Researcher Denis Rebrikov’s plan is to reduce the risk of transmission of the HIV virus to the baby in the womb: the first experience of the type occurred in 2018 in China
Molecular biologist Denis Rebrikov says he intends to edit the genes of human babies and put their experiments into practice by the end of this year. To continue planning to inseminate modified embryos in women, it must receive government permission, as stated in the journal Nature.
Rebrikov would follow in the footsteps of Chinese scientist He Jiankui, responsible for announcing in November 2018 that he generated the first genetically modified babies.
Rebrikok says his experiment will target the same gene used by Jiankui, the so-called CCR5. But Rebrikov says his technique will offer greater benefits, pose fewer risks and be more ethically justifiable and acceptable to the public.
The Russian biologist runs a genome-editing laboratory at Russia’s largest fertility clinic, the Kulakov National Medical Research Center for Obstetrics, Gynecology, and Perinatology in Moscow, and is a researcher at the Russian Research University of Pirogov, also in Moscow.
He says he plans to deactivate the gene that encodes a protein that allows HIV to enter cells in embryos that will be implanted in HIV-positive mothers, reducing the risk of transmitting the virus to the baby in the uterus.
According to Rebrikov, he already has an agreement with an HIV center in the city to recruit HIV-infected women who want to participate in the experiment.
Nature contacted scientists and bioethicists contacted to hear their views on Rebrikov’s plan. “The technology is not ready,” says Jennifer Doudna, a molecular biologist at the University of California at Berkeley, who pioneered the CRISPR-Cas9 genome-editing system that Rebrikov plans to use.
Already, Alta Charo, a researcher in bioethics and law at the University of Wisconsin-Madison, says Rebrikov’s plans are not an ethical use of technology. “It is irresponsible to proceed with this protocol at this time,” adds Charo, who participates in a committee of the World Health Organization that is formulating policies of ethical governance for editing the human genome.
The biologist finds another challenge in his project since the implantation of genetically modified embryos is prohibited in many countries.
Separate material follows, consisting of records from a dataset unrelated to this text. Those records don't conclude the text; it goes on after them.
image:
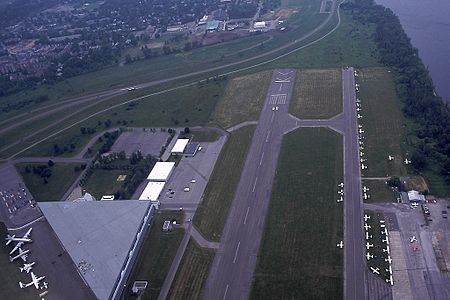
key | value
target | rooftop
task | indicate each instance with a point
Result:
(98, 236)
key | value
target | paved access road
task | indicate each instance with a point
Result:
(354, 263)
(232, 271)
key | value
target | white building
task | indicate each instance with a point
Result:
(161, 171)
(179, 146)
(152, 191)
(414, 196)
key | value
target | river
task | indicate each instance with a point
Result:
(427, 23)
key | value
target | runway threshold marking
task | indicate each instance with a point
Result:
(246, 215)
(226, 291)
(254, 185)
(237, 250)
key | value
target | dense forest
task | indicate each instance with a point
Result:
(414, 86)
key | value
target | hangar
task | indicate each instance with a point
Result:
(161, 171)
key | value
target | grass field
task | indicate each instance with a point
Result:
(10, 275)
(185, 107)
(298, 257)
(379, 191)
(317, 94)
(383, 123)
(103, 182)
(243, 100)
(212, 212)
(192, 273)
(63, 175)
(156, 255)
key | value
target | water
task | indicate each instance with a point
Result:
(427, 23)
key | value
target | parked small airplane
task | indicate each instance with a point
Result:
(34, 281)
(22, 254)
(25, 238)
(27, 267)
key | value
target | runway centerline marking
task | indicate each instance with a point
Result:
(246, 215)
(237, 250)
(226, 291)
(254, 185)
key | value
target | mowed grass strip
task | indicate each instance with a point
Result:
(383, 123)
(317, 94)
(213, 211)
(156, 255)
(242, 100)
(192, 272)
(298, 257)
(379, 191)
(63, 176)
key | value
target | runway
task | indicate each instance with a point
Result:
(232, 271)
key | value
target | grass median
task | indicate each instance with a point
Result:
(298, 257)
(212, 212)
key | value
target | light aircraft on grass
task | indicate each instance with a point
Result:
(27, 267)
(34, 281)
(23, 254)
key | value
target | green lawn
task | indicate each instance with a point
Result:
(10, 275)
(213, 211)
(317, 94)
(63, 176)
(298, 257)
(192, 272)
(383, 123)
(104, 182)
(379, 191)
(156, 255)
(243, 100)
In the case of Russia, there is a law that bans genetic engineering in most circumstances, but it is not clear whether or how the rules would be applied in relation to gene editing in an embryo.
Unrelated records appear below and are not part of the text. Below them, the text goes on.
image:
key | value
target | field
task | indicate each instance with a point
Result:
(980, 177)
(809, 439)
Rebrikov says he hopes the Health Ministry will clarify the rules on the clinical use of embryo genetic editing in the next nine months and that it feels a sense of urgency to help women with the HIV virus.
One reason why genetically engineered embryos have created a huge global debate is that, if allowed to be transformed into babies, issues can be passed on to future generations – a long-range intervention is known as germline alteration.
The researchers agree that the technology may one day help eliminate genetic diseases such as sickle cell anemia and cystic fibrosis, but much more testing is needed before it is used in humans.
Rebrikov says he plans to deploy embryos only in a subset of HIV-positive mothers who do not respond to anti-HIV drugs, where the risk of transmitting the infection to the child is greater.
If the issue successfully disables the CCR5 gene, that risk would be greatly reduced, says the Russian researcher. “This is a clinical situation that requires this kind of therapy,” he says.
Still, most scientists say there is no justification for editing the CCR5 gene in embryos because the risks do not outweigh the benefits.
Even if the therapy is as planned, and both copies of the CCR5 gene in the cells are turned off, there is still a chance that these babies will become infected with HIV.
It is believed that the cell surface protein encoded by CCR5 is the gateway to about 90% of HIV infections, but getting rid of it will not affect other routes of HIV infection.